GVK: ARD will Jugend für den öffentlich-rechtlichen Rundfunk gewinnen

Pressemitteilung vom 16.04.2008

GVK: ARD will Jugend für den öffentlich-rechtlichen Rundfunk gewinnen

Angesichts niedriger und zudem sinkender Marktanteile bei der jüngeren Zielgruppe haben die Gremienvorsitzenden die Intendanten gebeten, eine Gesamtstrategie für eine erfolgreiche Ansprache junger Menschen zu entwickeln.

Ein energisches Gegensteuern unter Nutzung der Chancen in der digitalen Welt müsse als vordringliche Querschnittsaufgabe angegangen werden.GVK-Vorsitzender Volker Giersch: "Die Jugendansprache muss in den nächsten Jahren prioritäres Ziel bei der Weiterentwicklung aller ARD-Angebote sein."Dies sei notwendig, damit der öffentlich-rechtliche Rundfunk seinen Funktionsauftrag auch gegenüber der nachwachsenden Generation hinreichend erfüllen könne - eine auch für die Entwicklung der Gesellschaft wichtiges Ziel. Zu begrüßen sei, dass die Intendanten der GVK die Entwicklung einer Gesamtstrategie zur Jugendansprache zugesagt hätten.

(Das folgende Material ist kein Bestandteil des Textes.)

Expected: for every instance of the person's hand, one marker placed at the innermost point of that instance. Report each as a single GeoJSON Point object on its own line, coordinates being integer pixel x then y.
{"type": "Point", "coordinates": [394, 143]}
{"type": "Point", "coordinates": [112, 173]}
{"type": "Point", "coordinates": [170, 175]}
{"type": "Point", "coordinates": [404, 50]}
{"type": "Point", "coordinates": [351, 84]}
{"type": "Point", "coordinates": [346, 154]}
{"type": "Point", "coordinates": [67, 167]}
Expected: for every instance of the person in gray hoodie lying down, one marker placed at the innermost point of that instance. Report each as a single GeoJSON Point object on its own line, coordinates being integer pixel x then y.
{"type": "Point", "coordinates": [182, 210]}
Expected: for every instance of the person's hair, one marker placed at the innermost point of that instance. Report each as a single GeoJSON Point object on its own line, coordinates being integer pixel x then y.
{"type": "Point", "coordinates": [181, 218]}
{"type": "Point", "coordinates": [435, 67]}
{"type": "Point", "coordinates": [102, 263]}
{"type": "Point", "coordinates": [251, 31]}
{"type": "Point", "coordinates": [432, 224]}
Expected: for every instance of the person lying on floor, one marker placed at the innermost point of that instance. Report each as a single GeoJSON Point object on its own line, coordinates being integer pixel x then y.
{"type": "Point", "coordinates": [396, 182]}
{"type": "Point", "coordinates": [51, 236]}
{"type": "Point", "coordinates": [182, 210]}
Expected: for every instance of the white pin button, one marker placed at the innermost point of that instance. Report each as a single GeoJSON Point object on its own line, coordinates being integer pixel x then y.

Die der GVK vorliegenden Analysen machten deutlich, dass es in der ARD bereits zahlreiche gute Formate, innovative Konzepte und kreative Projekte gebe, die aber zumeist nur punktuell zum Erfolg führten. Eine ARD-Gesamtstrategie zur Ansprache der Jugend sei daher notwendig und Erfolg versprechend. Jetzt gelte es, den wertvollen Pool der Ideen, Erfahrungen und Projekte in der ARD auszuschöpfen und in einer ARD-Gesamtstrategie zusammenzuführen. Diese Strategie müsse medienübergreifend und markenbildend angelegt sein.

Ein wichtiger Bestandteil der Strategie müsse die Entwicklung jugendorientierter Internetangebote sein. Denn die Jugend lege einen hohen Wert auf die spezifischen Möglichkeiten, die das Internet biete, so etwa auf autonome Recherchemöglichkeiten, Interaktivität, zeitsouveräne Nutzung, Podcasts, Chats und Communities.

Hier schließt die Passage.